I wish you luck with your research, and I find it refreshing to see someone with guts to go up against the so called traditional methods of doing things, I know what you are up against Ed, as I wrote letters the Suzuki, Yamaha, Honda, Rotax, Kawasaki, trying to explain the benefits of my "opposite exhaust port engine" that I designed and built, but that's another story ...

Kindest Regards

My comments in red.

Tue, 17 Jun 2003


A University Physicist Responds


Dear Ed,


Thanks for your letter.


Indeed, we have fundamental disagreements; I have seen them before our meeting, and tried to smooth them. First, let us exclude use of words "radial expansion". It comprises two things: radial flow, and expansion of liquid/gas with decrease of density. These are quite different things. 


Both things actually occur … that is one of my concepts … I am open to hearing any scientific arguments about the concepts that proceed from basic physics. Your attempt to restrict language is not really a scientific argument. 


As you mentioned to me, all conventional scientists thought that the compressibility of the liquid is not important. The correction compressibility introduces into velocity profile is proportional to (v/c)^2 - mathematically speaking. (v is typical speed of the liquid, c is the sound speed in the liquid). We got the same result - intuitively - that the correction to the velocity introduced by compressibility is very small. The velocity is measurable quantity; the correction is small; this is why nobody cares about that ... 


Some fluid mechanics solutions that derive from Navier Stokes traditionally use incompressibility to simplify the math. In this case, compressibility is at the heart of the phenomenon so the simplification is inappropriate. Your first sentence lacks context and may not apply to the situation at all.  You show no foundation for your assertion for a velocity profile correction.  You are unable to duplicate my profiles. You are unable to compute a correction term.  You are posting unnamed peoples’ feeling as a proxy for hard science.



For some reason, you want to multiply the correction on bulk modulus. Then, of course, you will get something of order 1. Why you want to multiply ? I don't know...



Bulk Modulus (ratio of pressure to change in volume) is the inverse of compressibility. Your previous argument is that compressibility does not matter since it is so small.  Actually, for very small compressibility, bulk modulus is very large and explains the effect. Since I am explaining a pressure change, high bulk modulus would predict a greater effect, as is true. Incidentally, and consistent with my theory, the effect is greater for water than for air. 


I understand it is not easy for you to accept the idea. Unfortunately, this is the way things are. Forget about me; say I am wrong. Is the correction substantial ? 


I do not see you proposing any ideas for me to either accept or reject. 


I am not saying that the small effect is non-existent. I am just saying that, being small, it is not very interesting, and this is why nobody cares (including me; then you also will join). On contrary, the cavitation is NOT a small effect, and this is why it is interesting.

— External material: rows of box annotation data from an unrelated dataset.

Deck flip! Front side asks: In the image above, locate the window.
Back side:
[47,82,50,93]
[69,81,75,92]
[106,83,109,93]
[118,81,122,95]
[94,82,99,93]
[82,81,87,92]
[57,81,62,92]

The cavitation effect that I recall predicting and later noticing for water, is the direct result of radial momentum.  So far, I do not see you presenting any alternative explanations that account for the pressure and velocity profiles -- and that also have the correct interfaces at fluid entry and exit. 


Before anything could be done about cavitation, we should agree on principles. Otherwise, it will end not well. 


I base my argument on science, particularly basic physics.  Your arguments show a lack of connection to any scientific principles. 


You may think that this tendency to idealization and neglect of small features of the reality in the favor of clarity and simplicity is just my personal trait. First of all, this is indeed my trait, and I am happy about that. 


You do not say what features you are neglecting.  If you are choosing to ignore compressibility, or bulk modulus, you are, in effect simply ignoring the central thesis.



Second, this is the very essence of science. The scientist who can do this idealization and abstraction from non-essential features the best - is the best scientist (the same in trading).  This is not just my personal view, but, rather, I would think, view of scientific community (though you may argue with that). You may not like it, but this is the way things are; and I think this is right. 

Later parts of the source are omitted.